Power BI is turning 10, and we’re marking the occasion with a special community challenge. Use your creativity to tell a story, uncover trends, or highlight something unexpected.
Get startedJoin us for an expert-led overview of the tools and concepts you'll need to become a Certified Power BI Data Analyst and pass exam PL-300. Register now.
Hi,
I am working on a dashboard that I would like to publish. I would also like to set a scheduled refresh for it. All of my data is currently sourced from the Web. And apparently it is not possible to set a scheduled refresh if I use the function Web.BrowserContents in the queries.
I have been trying to work a way around it with the function Web.Contents but all I get is an empty table.
Here is the original query, the one that gives the expected output :
let
Source = Web.BrowserContents("https://ir.tevapharm.com" & "/news-and-events" & "/press-releases" & "/default.aspx"),
#"Extracted Table From Html" =
Html.Table(
Source,
{
{"URL","a[href^=""/news-""]", each [Attributes][href]},
{"Headline", ".module-news .module_headline"},
{"Date", ".module-news .module_date-time"}
},
[RowSelector=".module-news .module_item-wrap"]
),
#"Replaced Value" = Table.ReplaceValue(#"Extracted Table From Html","/news-","https://ir.tevapharm.com/news-",Replacer.ReplaceText,{"URL"}),
#"Changed Type" = Table.TransformColumnTypes(#"Replaced Value",{{"URL", type text}, {"Headline", type text}, {"Date", type date}})
in #"Changed Type"
Here is the query with the Web function replaced, it gives an empty table:
let
Source = Web.Contents("https://ir.tevapharm.com" & "/news-and-events" & "/press-releases" & "/default.aspx"),
#"Extracted Table From Html" =
Html.Table(
Source,
{
{"URL","a[href^=""/news-""]", each [Attributes][href]},
{"Headline", ".module-news .module_headline"},
{"Date", ".module-news .module_date-time"}
},
[RowSelector=".module-news .module_item-wrap"]
),
#"Replaced Value" = Table.ReplaceValue(#"Extracted Table From Html","/news-","https://ir.tevapharm.com/news-",Replacer.ReplaceText,{"URL"}),
#"Changed Type" = Table.TransformColumnTypes(#"Replaced Value",{{"URL", type text}, {"Headline", type text}, {"Date", type date}})
in #"Changed Type"
Then I tried changing the format of the source before extracting the HTML contents with thies query, but I also get an empty table:
let
Source = Web.Contents("https://ir.tevapharm.com" & "/news-and-events" & "/press-releases" & "/default.aspx"),
#"Binary to text"=Text.FromBinary(Source),
#"Extracted Table From Html" =
Html.Table(
#"Binary to text",
{
{"URL","a[href^=""/news-""]", each [Attributes][href]},
{"Headline", ".module-news .module_headline"},
{"Date", ".module-news .module_date-time"}
},
[RowSelector=".module-news .module_item-wrap"]
),
#"Replaced Value" = Table.ReplaceValue(#"Extracted Table From Html","/news-","https://ir.tevapharm.com/news-",Replacer.ReplaceText,{"URL"}),
#"Changed Type" = Table.TransformColumnTypes(#"Replaced Value",{{"URL", type text}, {"Headline", type text}, {"Date", type date}})
in #"Changed Type"
Has someone already had a similar problem ? Would love to know how you worked your way around it, thanks!
Solved! Go to Solution.
Hi @myriamouan,
This one's got me curious and unfortunately I seem to be running into the same dead ends as you.

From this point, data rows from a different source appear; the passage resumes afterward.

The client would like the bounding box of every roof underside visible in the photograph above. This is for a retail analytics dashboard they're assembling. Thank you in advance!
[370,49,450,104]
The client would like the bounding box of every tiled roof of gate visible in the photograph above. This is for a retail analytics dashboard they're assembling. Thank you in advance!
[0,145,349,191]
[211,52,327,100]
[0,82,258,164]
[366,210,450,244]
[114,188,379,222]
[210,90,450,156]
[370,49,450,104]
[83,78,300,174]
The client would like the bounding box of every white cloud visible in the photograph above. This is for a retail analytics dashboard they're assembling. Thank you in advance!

I have done a lot of searching with no definitive answers but I suspect it is down to the use of JavaScript or other website specific formatting/design on that site.

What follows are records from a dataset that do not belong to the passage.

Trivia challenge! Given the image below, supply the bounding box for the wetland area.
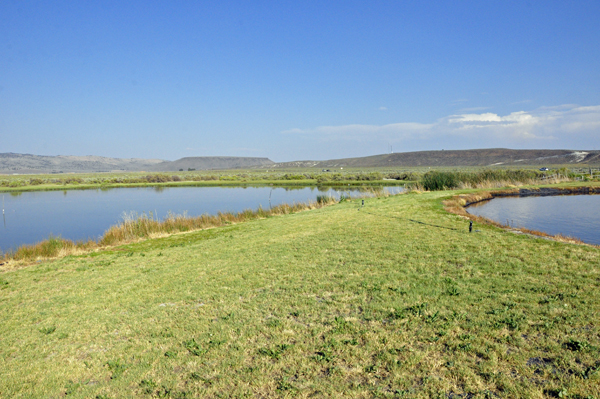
[0,186,402,252]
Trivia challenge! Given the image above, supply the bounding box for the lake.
[467,195,600,245]
[0,187,402,252]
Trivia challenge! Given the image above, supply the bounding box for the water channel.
[467,195,600,245]
[0,187,402,252]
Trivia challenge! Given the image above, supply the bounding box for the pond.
[467,195,600,245]
[0,187,402,252]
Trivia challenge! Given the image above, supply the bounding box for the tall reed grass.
[0,196,336,263]
[415,169,571,191]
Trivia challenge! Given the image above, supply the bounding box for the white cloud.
[283,104,600,148]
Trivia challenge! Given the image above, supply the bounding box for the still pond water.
[467,195,600,245]
[0,187,402,252]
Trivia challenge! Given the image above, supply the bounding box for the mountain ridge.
[0,148,600,174]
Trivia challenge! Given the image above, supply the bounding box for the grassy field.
[0,165,600,192]
[0,191,600,398]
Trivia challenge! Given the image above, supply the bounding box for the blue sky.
[0,0,600,161]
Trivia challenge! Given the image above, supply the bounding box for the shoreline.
[442,186,600,248]
[0,180,412,193]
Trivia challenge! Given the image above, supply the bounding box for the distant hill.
[0,152,163,173]
[151,157,275,172]
[0,152,273,173]
[0,148,600,174]
[274,148,600,168]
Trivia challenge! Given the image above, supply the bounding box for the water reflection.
[467,195,600,245]
[0,186,402,251]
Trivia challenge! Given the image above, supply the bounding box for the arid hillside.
[275,148,600,168]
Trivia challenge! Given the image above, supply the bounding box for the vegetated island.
[0,183,600,398]
[0,149,599,191]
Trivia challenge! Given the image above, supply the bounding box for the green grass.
[0,192,600,398]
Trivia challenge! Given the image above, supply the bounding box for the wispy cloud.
[282,104,600,148]
[459,107,492,112]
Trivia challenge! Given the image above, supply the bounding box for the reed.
[417,169,571,191]
[2,196,336,264]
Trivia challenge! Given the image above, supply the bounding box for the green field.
[0,191,600,398]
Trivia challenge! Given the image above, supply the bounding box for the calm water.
[467,195,600,245]
[0,187,402,252]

One option which I assume you've already thought of and are probably trying to avoid...
Another possibility I've found is to use the RSS feed link but I don't think it contains all of the same info...
let
url = "https://ir.tevapharm.com/rss/pressrelease.aspx",
source = Binary.Buffer(Web.Contents(url)),
#"Imported XML" = Xml.Tables(source, null, 1252),
channel = #"Imported XML"{0}[channel],
item = channel{0}[item],
#"Changed Type2" = Table.TransformColumnTypes(
item,
{
{"title", type text},
{"description", type text},
{"link", type text},
{"pubDate", type datetimezone}
}
)
in
#"Changed Type2"
Here's a similar thread which also doesn't seem to be solved (it is marked as solved but I suspect that is down to the CST member marking it as solved and not the OP)...
I'll keep looking to see if I can find any other options but let me know if any of this helps.
Have I solved your problem? Please click Accept as Solution so I don't keep coming back to this post, oh yeah, others may find it useful also ;). |
If you found this post helpful, please give Kudos. It gives me a sense of instant gratification and, if you give me Kudos enough times, magical unicorns will appear on your screen. If you find my signature vaguely amusing, please give Kudos. | Proud to be a Super User! |
Hi @myriamouan,
This one's got me curious and unfortunately I seem to be running into the same dead ends as you.
I have done a lot of searching with no definitive answers but I suspect it is down to the use of JavaScript or other website specific formatting/design on that site.
One option which I assume you've already thought of and are probably trying to avoid...
Another possibility I've found is to use the RSS feed link but I don't think it contains all of the same info...
let
url = "https://ir.tevapharm.com/rss/pressrelease.aspx",
source = Binary.Buffer(Web.Contents(url)),
#"Imported XML" = Xml.Tables(source, null, 1252),
channel = #"Imported XML"{0}[channel],
item = channel{0}[item],
#"Changed Type2" = Table.TransformColumnTypes(
item,
{
{"title", type text},
{"description", type text},
{"link", type text},
{"pubDate", type datetimezone}
}
)
in
#"Changed Type2"
Here's a similar thread which also doesn't seem to be solved (it is marked as solved but I suspect that is down to the CST member marking it as solved and not the OP)...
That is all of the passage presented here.